To prepare for current and future waves of COVID-19, the U.S. Army’s Telemedicine and Advanced Technology Research Center asked teams from across the country to compete to build a telehealth prototype that would provide adequate ICU capacity when cases surge. Of the 78 teams that competed, only nine were invited to complete a series of tasks designed to establish the feasibility of their prototypes. An MUSC team of bioinformatics, telehealth and critical care experts was one of those nine.

Each of the nine teams was awarded up to $1 million dollars and given 15 days to complete the first of five tasks necessary to deploy its prototype. MUSC has just completed Task 1 and submitted it for evaluation. Only those teams whose efforts at completing Task 1 are judged successful will be invited to participate in Task 2. The ultimate goal is to narrow down to three or so teams that will collaborate to roll out these virtual critical care networks nationally.

The MUSC team is led by Leslie Lenert, M.D., MUSC assistant provost for data science and informatics and chief research information officer, and Dee Ford, M.D., director of the MUSC Telehealth Center of Excellence and professor in the Division of Pulmonary and Critical Care. “We are a great team in that I can provide the technical foundation, but Dee can offer the practical telehealth experience and critical care expertise to make sure this is more than a science project,” said Lenert. 

Their proposed prototype, known as Portable Remote Operational Wireless Enabled Surge Specialist ICU, or Prowess-ICU, builds on MUSC’s more than 15 years of experience with telehealth, including tele-ICU, and the strong regional partnerships that it has created. Since 2013, MUSC has partnered with Advanced ICU Care to provide remote monitoring of ICUs throughout the state, invaluable experience for the task at hand.

“We were selected to develop a prototype because, as a national leader in telehealth, we have the institutional knowledge, expertise and experience on how to build outreach tools,” explained Ford.

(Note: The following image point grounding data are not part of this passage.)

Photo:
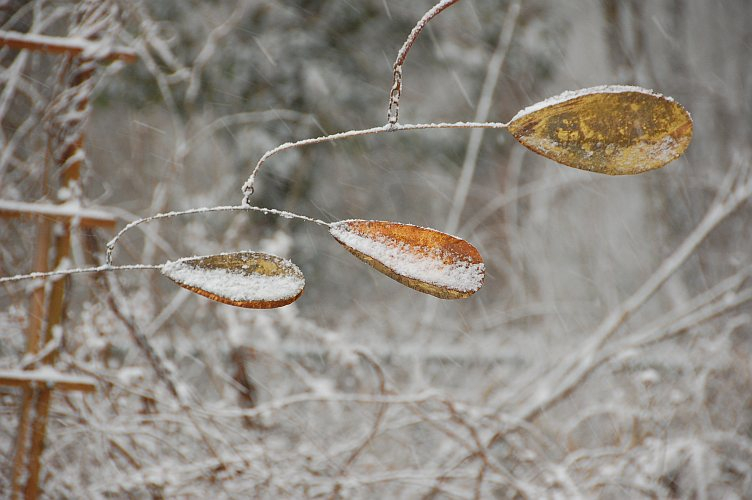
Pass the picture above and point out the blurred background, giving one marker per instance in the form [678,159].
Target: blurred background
[608,355]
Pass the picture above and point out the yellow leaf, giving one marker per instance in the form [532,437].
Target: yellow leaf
[615,130]
[245,279]
[424,259]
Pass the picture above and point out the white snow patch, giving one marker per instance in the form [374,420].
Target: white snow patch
[239,286]
[403,259]
[573,94]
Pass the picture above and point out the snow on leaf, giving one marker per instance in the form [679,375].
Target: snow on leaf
[254,280]
[615,130]
[424,259]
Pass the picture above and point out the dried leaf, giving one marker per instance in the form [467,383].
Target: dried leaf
[615,130]
[424,259]
[245,279]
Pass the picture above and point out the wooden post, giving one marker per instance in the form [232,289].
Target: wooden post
[47,311]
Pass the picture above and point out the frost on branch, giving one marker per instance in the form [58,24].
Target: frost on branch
[615,130]
[245,279]
[424,259]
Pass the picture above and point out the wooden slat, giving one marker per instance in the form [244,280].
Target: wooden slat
[66,45]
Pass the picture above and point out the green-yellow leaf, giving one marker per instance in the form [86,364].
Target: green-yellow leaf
[245,279]
[424,259]
[615,130]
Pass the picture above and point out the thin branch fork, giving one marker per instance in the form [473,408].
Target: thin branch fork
[396,89]
[67,46]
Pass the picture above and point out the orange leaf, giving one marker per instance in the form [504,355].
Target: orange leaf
[424,259]
[615,130]
[245,279]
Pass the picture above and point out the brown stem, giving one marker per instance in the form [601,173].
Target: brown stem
[396,89]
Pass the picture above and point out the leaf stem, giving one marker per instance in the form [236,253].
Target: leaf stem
[389,127]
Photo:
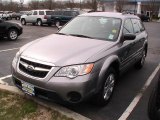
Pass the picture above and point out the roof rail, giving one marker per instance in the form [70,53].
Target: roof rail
[127,12]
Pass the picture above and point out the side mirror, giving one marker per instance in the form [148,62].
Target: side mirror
[129,36]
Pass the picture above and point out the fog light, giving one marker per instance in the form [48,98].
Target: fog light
[74,97]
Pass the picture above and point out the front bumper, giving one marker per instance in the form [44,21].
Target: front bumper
[60,88]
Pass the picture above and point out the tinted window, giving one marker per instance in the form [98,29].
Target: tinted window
[57,12]
[35,13]
[102,28]
[128,27]
[41,12]
[136,25]
[67,13]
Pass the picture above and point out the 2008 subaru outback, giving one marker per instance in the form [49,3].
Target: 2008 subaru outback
[83,59]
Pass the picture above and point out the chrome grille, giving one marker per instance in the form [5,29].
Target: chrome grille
[34,69]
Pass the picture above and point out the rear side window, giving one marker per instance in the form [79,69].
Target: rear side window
[35,13]
[49,12]
[41,12]
[57,12]
[136,25]
[128,27]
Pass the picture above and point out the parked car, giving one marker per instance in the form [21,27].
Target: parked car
[61,17]
[154,103]
[82,60]
[38,17]
[144,17]
[10,30]
[3,15]
[8,15]
[18,15]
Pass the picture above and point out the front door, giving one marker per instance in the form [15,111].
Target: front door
[126,48]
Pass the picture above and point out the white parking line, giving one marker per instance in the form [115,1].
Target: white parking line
[5,77]
[135,101]
[8,50]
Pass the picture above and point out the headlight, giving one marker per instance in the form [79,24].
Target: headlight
[15,59]
[74,71]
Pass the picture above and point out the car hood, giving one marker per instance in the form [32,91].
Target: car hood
[63,50]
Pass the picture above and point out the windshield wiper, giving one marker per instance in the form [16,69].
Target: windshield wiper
[77,35]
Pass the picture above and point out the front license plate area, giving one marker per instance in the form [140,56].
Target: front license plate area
[28,88]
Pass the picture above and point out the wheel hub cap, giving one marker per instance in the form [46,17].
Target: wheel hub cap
[109,86]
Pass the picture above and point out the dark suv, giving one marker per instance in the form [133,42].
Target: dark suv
[83,59]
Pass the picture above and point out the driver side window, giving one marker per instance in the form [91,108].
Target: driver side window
[128,27]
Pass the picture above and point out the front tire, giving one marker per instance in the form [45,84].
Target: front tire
[13,34]
[105,94]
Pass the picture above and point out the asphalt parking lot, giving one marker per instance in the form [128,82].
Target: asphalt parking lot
[129,84]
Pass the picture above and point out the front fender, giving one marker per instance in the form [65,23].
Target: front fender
[106,64]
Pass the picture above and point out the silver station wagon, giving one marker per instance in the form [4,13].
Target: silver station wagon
[83,59]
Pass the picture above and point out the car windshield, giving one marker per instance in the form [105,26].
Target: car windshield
[102,28]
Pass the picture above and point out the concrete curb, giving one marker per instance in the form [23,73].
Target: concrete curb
[53,106]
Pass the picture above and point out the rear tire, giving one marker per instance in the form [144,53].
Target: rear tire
[141,62]
[106,92]
[12,34]
[23,21]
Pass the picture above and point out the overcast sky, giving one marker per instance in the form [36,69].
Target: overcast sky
[25,1]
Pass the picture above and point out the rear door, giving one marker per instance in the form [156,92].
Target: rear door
[32,18]
[126,52]
[141,36]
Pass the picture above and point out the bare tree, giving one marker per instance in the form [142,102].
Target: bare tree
[120,5]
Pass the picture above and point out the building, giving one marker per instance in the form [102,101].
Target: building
[148,7]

According to Ford, the project management and research infrastructure provided by the South Carolina Clinical & Translational Research Institute has also been invaluable. SCTR is one of about 60 Clinical and Translational Science Awards hubs nationwide funded by the National Institutes of Health. Their purpose is to help speed research breakthroughs into the clinic. 

Lenert agrees. “This project would not have been possible without the substantial and highly enthusiastic logistical and organizational support provided by SCTR,” he added.